In order to obtain direct tags instead of list of tags for each token, you will need to go deep into morphological taggers land. Your options are:
- WCRFT - actually having a working demo here. Requires some skill to get it to work, dependencies are non-trivial to put together,
- PANTERA - doesn't appear to be actively maintained
- Concraft - implemented in Haskell, looks to be the easiest one to get running
If you are just doing a casual analysis of text, you may want to consider outsourcing the whole tagging process to a RESTful API, like http://nlp.pwr.wroc.pl/redmine/projects/nlprest2/wiki/Asynapi.
You can easily reverse-engineer the exact calls to the API using Firefox/Chrome dev tools. This way you can find the correct values for the parameters.
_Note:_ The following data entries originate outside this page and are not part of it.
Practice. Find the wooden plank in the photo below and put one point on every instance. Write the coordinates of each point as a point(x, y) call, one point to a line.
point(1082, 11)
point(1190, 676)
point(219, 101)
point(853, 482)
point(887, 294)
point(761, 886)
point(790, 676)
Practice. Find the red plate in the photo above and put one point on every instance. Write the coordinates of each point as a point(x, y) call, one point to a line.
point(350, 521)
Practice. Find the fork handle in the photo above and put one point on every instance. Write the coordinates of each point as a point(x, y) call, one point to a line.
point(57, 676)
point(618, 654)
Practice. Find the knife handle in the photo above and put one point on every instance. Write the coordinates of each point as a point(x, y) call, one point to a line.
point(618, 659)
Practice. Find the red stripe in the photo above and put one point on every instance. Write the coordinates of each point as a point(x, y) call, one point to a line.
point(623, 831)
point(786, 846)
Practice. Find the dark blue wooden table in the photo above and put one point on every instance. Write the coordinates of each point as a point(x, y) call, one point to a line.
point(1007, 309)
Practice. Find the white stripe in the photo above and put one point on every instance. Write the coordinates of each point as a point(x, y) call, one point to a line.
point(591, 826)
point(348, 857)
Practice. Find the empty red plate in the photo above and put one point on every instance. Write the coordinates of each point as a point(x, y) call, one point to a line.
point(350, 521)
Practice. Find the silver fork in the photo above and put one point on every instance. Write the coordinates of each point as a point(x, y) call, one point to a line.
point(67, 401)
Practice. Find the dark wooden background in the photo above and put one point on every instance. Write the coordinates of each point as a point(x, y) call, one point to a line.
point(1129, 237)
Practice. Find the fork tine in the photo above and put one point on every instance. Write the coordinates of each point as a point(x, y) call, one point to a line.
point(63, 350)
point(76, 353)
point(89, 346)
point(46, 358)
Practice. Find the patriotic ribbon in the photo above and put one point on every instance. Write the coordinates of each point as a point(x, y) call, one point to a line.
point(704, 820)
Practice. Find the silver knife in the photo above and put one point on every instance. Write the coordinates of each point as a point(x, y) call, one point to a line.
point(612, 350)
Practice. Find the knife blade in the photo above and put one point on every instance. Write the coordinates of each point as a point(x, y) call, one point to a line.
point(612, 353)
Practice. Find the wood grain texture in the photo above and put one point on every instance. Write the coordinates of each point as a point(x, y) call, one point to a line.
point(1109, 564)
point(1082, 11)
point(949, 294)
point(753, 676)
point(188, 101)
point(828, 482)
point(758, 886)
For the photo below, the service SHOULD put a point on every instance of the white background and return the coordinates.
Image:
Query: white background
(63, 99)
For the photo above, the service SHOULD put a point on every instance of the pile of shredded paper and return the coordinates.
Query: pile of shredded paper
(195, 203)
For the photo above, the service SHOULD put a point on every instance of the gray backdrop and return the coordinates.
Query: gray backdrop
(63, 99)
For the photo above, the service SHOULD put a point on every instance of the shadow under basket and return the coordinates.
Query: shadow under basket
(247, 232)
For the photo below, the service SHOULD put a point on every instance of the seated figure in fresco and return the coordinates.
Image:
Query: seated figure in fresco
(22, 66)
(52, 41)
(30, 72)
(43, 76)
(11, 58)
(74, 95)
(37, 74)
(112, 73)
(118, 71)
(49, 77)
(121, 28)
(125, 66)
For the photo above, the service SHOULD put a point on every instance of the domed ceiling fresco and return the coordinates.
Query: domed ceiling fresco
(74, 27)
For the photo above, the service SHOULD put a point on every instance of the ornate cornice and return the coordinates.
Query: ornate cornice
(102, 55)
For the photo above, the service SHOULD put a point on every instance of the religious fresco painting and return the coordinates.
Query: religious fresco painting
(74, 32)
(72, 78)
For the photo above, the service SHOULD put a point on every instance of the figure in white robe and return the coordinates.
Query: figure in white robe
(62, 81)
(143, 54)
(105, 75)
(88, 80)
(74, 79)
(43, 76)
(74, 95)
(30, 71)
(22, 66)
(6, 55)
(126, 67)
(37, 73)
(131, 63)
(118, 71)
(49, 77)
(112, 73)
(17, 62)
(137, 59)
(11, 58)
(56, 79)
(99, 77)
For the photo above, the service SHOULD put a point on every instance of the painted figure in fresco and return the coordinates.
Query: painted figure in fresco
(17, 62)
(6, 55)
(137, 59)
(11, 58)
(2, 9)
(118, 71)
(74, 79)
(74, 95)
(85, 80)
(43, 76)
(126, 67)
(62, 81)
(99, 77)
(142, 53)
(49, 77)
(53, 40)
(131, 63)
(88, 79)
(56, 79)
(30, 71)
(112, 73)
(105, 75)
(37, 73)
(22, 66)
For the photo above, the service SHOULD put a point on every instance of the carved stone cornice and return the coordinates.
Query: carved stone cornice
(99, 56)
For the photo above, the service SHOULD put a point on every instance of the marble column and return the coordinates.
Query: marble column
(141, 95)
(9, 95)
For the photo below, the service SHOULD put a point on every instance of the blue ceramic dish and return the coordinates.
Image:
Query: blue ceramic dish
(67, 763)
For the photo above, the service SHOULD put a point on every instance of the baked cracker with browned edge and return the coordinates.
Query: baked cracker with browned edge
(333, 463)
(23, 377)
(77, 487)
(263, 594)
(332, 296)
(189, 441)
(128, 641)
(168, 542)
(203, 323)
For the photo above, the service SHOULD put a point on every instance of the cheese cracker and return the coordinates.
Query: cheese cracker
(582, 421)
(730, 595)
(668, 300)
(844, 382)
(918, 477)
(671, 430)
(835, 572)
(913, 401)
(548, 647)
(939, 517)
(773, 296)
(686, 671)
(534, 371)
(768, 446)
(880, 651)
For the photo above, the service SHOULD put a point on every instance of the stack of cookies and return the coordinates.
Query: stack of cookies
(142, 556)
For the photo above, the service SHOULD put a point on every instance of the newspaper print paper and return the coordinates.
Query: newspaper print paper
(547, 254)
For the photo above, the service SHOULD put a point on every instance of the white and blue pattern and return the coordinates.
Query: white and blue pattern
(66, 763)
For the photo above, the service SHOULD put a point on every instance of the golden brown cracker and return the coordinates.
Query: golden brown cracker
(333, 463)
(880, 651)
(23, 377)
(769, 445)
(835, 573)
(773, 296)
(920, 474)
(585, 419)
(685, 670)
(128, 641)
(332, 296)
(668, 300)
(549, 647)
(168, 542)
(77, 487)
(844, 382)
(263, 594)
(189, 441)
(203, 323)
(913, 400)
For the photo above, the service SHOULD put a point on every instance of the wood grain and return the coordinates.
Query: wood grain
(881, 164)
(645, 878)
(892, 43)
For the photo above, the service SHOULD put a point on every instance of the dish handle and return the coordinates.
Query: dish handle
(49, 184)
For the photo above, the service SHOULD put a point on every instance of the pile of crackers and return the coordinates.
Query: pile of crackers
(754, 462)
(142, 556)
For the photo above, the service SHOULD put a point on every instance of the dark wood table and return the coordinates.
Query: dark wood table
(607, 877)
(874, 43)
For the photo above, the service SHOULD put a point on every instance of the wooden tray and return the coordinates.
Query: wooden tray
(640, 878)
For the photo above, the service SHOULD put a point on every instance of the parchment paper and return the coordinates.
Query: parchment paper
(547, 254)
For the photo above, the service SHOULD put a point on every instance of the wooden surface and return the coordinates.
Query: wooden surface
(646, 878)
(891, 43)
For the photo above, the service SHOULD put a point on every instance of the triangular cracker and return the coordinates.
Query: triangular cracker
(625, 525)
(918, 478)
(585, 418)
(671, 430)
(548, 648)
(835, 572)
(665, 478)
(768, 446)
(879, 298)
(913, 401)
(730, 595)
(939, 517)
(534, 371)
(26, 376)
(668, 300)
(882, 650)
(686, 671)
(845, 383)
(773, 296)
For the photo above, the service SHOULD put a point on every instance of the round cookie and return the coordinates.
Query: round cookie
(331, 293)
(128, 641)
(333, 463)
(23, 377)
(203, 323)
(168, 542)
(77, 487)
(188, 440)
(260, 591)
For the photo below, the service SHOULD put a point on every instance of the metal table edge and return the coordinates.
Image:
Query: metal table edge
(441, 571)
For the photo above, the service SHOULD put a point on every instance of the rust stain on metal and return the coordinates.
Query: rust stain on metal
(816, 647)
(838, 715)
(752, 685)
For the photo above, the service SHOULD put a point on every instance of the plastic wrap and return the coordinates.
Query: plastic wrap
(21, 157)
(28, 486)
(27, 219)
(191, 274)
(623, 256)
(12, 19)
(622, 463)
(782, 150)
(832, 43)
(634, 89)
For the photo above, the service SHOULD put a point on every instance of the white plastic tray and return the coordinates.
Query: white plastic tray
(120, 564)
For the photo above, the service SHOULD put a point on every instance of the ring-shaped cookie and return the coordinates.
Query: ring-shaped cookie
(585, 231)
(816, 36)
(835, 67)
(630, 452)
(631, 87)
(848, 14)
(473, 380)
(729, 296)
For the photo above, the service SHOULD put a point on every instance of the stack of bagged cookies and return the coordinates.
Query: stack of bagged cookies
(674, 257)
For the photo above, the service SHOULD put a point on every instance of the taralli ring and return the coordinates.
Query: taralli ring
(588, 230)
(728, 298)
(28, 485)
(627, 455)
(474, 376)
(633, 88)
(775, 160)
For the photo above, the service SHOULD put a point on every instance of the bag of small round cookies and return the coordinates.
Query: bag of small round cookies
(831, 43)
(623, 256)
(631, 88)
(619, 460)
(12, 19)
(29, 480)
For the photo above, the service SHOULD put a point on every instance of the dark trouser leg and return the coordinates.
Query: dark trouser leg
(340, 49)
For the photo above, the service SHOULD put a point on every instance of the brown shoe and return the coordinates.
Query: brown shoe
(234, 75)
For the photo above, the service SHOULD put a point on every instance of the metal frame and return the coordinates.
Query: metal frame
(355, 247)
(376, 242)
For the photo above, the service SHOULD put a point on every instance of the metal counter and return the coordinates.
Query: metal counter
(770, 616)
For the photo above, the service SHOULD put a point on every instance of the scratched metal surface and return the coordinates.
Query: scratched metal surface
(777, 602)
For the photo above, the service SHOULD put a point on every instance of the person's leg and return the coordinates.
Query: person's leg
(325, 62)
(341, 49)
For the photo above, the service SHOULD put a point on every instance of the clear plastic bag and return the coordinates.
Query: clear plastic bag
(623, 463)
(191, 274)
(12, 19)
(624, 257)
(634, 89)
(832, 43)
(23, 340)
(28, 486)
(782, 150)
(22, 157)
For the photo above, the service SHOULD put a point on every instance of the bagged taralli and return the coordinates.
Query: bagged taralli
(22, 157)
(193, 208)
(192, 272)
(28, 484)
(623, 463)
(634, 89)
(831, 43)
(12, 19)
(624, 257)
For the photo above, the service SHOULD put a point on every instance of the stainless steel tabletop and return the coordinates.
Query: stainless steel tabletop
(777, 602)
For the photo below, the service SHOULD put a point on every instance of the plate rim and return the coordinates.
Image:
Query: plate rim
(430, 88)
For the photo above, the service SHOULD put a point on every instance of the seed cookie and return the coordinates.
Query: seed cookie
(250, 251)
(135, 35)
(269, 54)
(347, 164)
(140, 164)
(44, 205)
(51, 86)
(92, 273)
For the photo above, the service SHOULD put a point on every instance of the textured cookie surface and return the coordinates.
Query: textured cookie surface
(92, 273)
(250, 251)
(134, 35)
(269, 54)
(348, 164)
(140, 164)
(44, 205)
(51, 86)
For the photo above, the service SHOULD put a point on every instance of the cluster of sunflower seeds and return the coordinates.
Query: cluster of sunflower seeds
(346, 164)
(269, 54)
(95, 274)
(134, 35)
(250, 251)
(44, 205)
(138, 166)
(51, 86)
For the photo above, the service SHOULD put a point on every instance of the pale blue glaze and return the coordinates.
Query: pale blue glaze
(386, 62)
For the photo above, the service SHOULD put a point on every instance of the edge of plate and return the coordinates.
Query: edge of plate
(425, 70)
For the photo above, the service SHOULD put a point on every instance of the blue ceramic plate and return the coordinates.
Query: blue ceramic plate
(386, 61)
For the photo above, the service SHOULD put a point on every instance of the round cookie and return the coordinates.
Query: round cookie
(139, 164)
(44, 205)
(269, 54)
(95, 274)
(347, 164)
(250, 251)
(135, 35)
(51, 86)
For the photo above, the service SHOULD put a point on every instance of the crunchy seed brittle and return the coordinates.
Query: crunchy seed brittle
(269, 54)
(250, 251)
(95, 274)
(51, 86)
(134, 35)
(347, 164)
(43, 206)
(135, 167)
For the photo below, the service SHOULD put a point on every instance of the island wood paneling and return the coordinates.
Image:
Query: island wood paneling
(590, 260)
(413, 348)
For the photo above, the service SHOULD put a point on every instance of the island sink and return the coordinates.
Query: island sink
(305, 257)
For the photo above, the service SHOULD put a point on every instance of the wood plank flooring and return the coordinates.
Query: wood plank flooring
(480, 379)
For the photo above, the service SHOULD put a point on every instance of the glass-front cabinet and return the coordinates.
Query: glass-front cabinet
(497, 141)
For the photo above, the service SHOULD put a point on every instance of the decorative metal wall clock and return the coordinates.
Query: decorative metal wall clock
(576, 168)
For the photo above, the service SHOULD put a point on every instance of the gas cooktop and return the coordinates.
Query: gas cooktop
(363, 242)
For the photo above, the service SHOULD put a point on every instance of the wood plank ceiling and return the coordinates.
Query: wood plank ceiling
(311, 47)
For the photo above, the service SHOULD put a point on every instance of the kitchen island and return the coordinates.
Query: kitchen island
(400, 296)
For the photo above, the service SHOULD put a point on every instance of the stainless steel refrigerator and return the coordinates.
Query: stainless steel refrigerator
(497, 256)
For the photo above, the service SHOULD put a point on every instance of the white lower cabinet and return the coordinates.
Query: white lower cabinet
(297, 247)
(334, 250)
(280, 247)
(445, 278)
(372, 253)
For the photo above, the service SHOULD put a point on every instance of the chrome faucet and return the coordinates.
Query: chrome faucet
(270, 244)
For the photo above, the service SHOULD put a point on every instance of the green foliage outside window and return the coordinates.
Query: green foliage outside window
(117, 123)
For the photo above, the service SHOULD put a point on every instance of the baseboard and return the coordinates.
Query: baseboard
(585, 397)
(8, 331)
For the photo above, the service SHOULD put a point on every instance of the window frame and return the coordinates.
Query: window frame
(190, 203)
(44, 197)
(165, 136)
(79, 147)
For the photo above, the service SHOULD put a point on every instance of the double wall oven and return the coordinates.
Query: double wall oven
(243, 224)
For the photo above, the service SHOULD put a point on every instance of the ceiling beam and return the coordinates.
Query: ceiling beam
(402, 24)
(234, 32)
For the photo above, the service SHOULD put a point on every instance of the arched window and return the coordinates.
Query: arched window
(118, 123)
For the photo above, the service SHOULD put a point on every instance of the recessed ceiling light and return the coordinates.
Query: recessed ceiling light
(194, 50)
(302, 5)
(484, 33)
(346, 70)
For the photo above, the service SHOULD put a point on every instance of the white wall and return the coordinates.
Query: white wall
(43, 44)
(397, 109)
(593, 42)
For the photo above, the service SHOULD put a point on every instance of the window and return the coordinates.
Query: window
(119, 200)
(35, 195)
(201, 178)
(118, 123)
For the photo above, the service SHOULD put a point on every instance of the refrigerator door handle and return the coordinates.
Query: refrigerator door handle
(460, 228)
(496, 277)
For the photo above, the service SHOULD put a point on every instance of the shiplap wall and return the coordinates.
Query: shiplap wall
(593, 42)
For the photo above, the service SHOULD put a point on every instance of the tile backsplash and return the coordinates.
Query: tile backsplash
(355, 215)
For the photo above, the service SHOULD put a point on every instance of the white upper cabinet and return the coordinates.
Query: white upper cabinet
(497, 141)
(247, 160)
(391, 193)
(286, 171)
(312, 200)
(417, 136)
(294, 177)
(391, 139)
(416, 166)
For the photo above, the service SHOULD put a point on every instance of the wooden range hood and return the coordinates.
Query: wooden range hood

As with any API provided to the public, you should notify the provider about your intentions and remember about some sane throttling of requests. Moreover, it's considered good manners to set the user parameter to something meaningful (like email address).
Conclusions
We went through the basic steps of analyzing a corpus and touched on more advanced topics, like morphological analysis and lemmatization. If you're doing a quick and dirty analysis, outsourcing those basic tasks to ready tools and APIs sounds like the best option. In case you need to run a large scale experiments, it makes more sense to run the tools on your own hardware. The lemmatized text might become a powerful input to a more sophisticated models, like recurrent neural networks.